In the intensive care unit, catheterization of the subclavian vein is performed due to the need to infuse thrombolytic and other agents into the vein, as well as to measure central venous pressure.

In some cases, it is possible to establish intravenous administration of drugs into the cubital vein by means of a simple puncture.

Thrombolytic therapy

Thrombolytic therapy is the mainstay of treatment and should be initiated immediately.

Thrombolytic therapy is effective when used in the first 4-6 hours from the onset of the disease and is indicated primarily for massive thromboembolism, i.e. occlusion of large branches of the pulmonary artery. When thrombolytic therapy is prescribed after 4-6 hours from the onset of the disease, its effectiveness is questionable.

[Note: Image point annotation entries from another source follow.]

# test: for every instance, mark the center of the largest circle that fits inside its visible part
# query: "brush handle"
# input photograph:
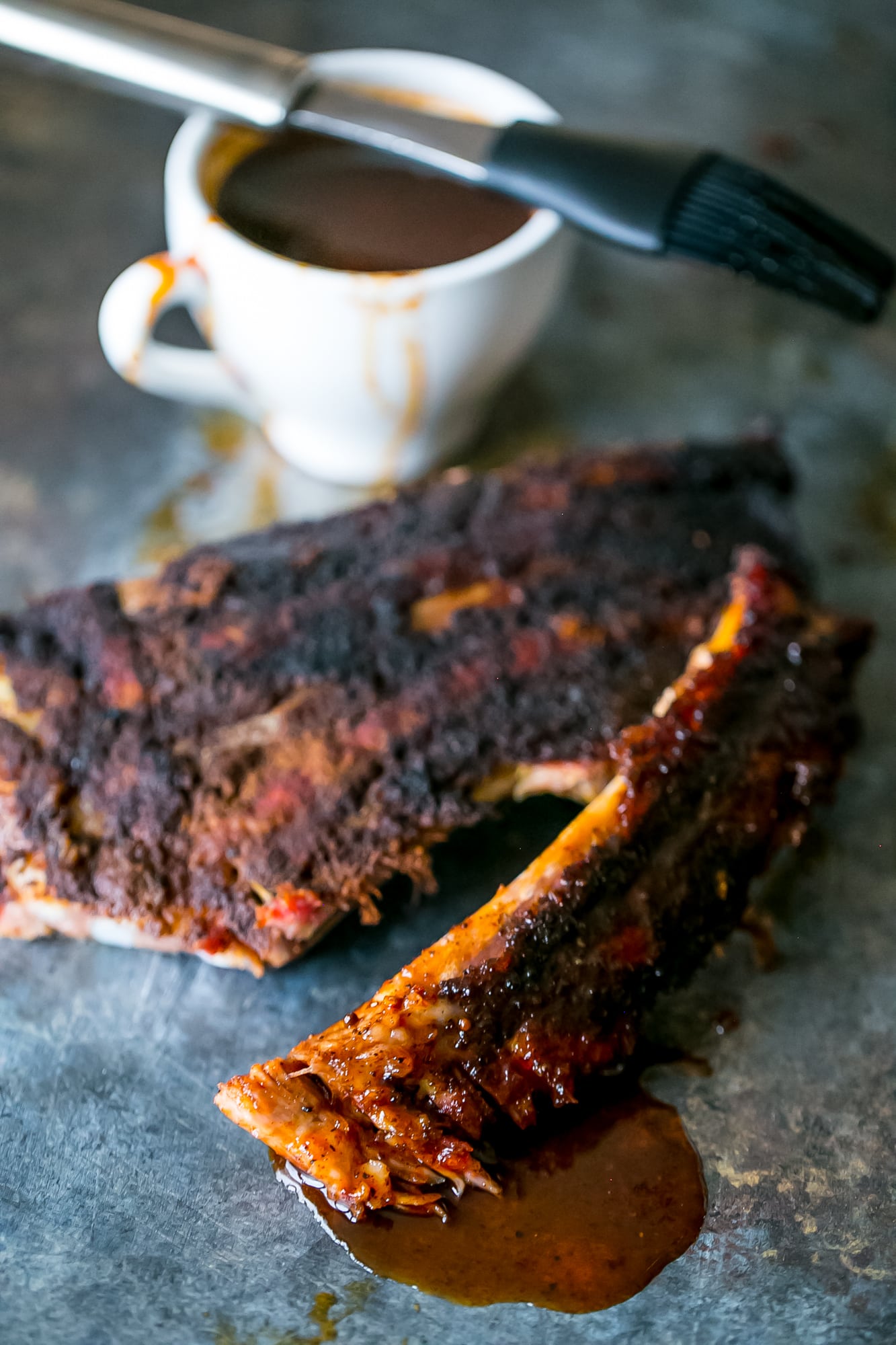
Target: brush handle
(676, 201)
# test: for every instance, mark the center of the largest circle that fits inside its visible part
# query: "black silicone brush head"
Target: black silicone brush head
(735, 216)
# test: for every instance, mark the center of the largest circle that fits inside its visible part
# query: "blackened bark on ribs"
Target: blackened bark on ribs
(239, 751)
(548, 981)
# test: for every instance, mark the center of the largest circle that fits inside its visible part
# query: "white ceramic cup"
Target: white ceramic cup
(354, 377)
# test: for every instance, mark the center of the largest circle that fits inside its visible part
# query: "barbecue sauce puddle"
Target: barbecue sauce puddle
(594, 1207)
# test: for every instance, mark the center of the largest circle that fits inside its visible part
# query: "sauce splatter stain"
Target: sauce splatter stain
(321, 1315)
(224, 435)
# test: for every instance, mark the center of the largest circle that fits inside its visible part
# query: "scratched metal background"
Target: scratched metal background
(130, 1210)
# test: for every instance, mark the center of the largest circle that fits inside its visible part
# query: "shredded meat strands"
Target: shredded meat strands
(545, 983)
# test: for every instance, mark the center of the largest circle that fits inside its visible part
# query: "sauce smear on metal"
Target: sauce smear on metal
(591, 1213)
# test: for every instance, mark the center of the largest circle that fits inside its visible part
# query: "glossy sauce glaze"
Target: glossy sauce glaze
(591, 1213)
(348, 208)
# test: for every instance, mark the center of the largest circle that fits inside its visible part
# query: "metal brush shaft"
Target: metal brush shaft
(663, 200)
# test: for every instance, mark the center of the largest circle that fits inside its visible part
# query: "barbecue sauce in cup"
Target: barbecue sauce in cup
(348, 208)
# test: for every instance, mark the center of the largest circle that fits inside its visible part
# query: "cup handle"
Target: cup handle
(128, 314)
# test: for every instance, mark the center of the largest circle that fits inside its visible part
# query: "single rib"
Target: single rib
(545, 984)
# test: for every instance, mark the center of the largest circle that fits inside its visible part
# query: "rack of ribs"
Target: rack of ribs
(546, 983)
(228, 758)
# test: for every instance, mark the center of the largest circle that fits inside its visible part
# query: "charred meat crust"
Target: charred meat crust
(259, 739)
(546, 983)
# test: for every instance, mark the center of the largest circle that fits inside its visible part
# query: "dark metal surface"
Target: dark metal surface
(130, 1210)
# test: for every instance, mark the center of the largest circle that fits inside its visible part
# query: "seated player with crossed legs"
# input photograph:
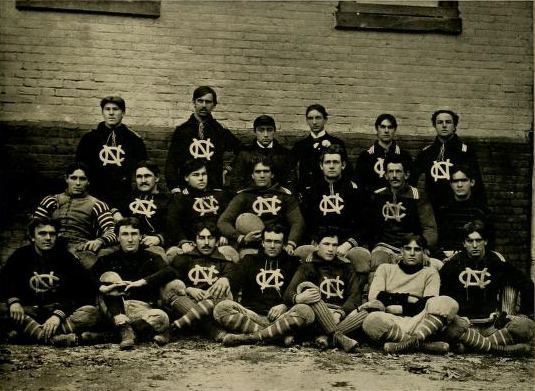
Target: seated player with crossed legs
(477, 278)
(42, 287)
(201, 283)
(331, 287)
(128, 292)
(413, 310)
(262, 314)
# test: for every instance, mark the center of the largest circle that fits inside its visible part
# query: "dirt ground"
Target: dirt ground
(195, 364)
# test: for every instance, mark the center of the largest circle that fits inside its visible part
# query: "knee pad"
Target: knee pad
(171, 289)
(157, 319)
(221, 309)
(360, 259)
(305, 312)
(443, 306)
(376, 325)
(521, 328)
(457, 327)
(86, 316)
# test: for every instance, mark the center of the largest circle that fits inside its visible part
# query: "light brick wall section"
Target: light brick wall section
(268, 57)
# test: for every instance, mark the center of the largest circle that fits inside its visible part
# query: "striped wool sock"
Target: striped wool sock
(429, 325)
(284, 325)
(32, 329)
(501, 337)
(395, 334)
(351, 322)
(240, 323)
(474, 339)
(324, 316)
(182, 304)
(198, 311)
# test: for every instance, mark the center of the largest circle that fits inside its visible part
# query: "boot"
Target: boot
(408, 345)
(127, 337)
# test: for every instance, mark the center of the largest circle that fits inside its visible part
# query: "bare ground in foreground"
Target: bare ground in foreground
(195, 364)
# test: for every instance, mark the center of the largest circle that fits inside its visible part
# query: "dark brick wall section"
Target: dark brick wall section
(34, 155)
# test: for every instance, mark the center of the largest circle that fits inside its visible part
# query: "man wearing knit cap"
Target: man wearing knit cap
(436, 160)
(308, 150)
(111, 151)
(265, 144)
(200, 137)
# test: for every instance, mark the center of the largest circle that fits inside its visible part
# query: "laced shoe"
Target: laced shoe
(519, 349)
(127, 337)
(65, 340)
(322, 342)
(346, 343)
(239, 339)
(93, 338)
(435, 347)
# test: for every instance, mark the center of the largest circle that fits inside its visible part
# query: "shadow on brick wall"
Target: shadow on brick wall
(34, 156)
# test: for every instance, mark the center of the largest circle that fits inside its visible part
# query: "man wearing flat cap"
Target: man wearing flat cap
(111, 151)
(264, 145)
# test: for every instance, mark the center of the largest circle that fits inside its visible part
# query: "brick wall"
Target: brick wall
(263, 57)
(268, 57)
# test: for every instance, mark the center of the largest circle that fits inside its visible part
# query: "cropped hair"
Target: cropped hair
(453, 114)
(78, 166)
(113, 99)
(332, 150)
(150, 165)
(419, 239)
(127, 221)
(202, 91)
(475, 226)
(382, 117)
(318, 107)
(36, 222)
(192, 165)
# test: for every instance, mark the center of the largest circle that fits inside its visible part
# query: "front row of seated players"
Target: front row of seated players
(42, 282)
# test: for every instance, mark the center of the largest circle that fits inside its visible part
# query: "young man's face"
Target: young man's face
(395, 175)
(461, 185)
(77, 183)
(205, 241)
(475, 245)
(272, 243)
(113, 115)
(265, 134)
(332, 165)
(385, 131)
(204, 105)
(129, 238)
(316, 122)
(262, 175)
(444, 125)
(146, 181)
(412, 253)
(197, 179)
(327, 248)
(44, 238)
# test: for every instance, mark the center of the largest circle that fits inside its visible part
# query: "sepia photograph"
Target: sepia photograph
(265, 195)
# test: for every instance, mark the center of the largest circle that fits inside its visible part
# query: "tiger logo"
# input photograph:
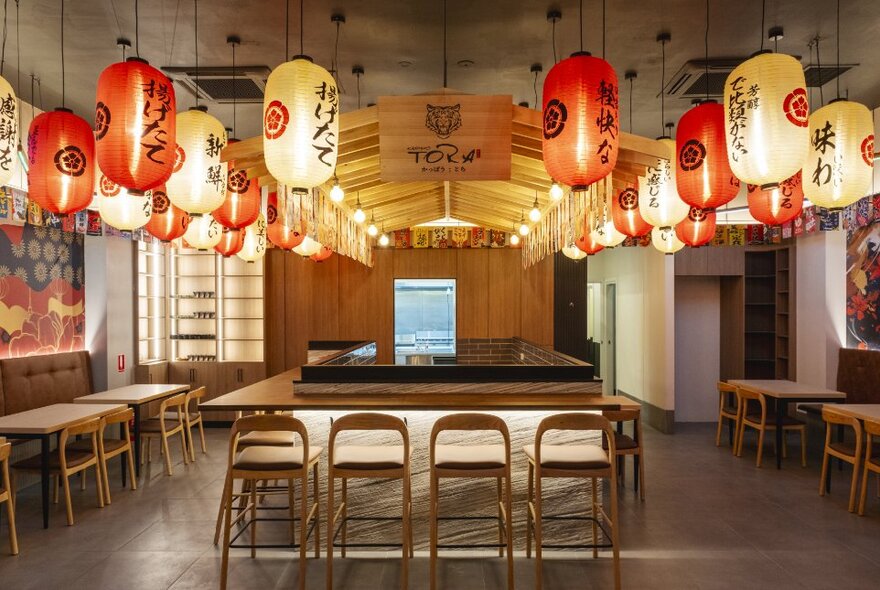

According to the criteria developed by V. S. Savelyev et al. (1990), thrombolytic therapy is indicated for perfusion deficit of 30-59%, angiographic index of 16-17 points according to Miller, systolic and end-diastolic pressure in the right ventricle of 40-59 and 10-15 mm Hg, respectively, and mean pressure in the pulmonary trunk of 25-34 mm Hg. With lesser degrees of perfusion deficit and lower pressure in the right ventricle and pulmonary trunk, anticoagulant therapy is sufficient. Thrombolytic therapy is of no use for perfusion deficit greater than 60%, angiographic index higher than 27 points according to Miller, systolic and end-diastolic pressure in the right ventricle higher than 60 and 15 mm Hg. accordingly, the average pressure in the pulmonary trunk exceeds 35 mm Hg.

The necessary conditions for thrombolytic therapy of pulmonary embolism are:

• reliable verification of the diagnosis (positive results of angiography or highly probable results of ventilation-perfusion lung scingiography);
• the possibility of laboratory monitoring of the adequacy of the treatment;
• a clear understanding of the nature of possible complications of thrombolytic therapy and ways to eliminate them.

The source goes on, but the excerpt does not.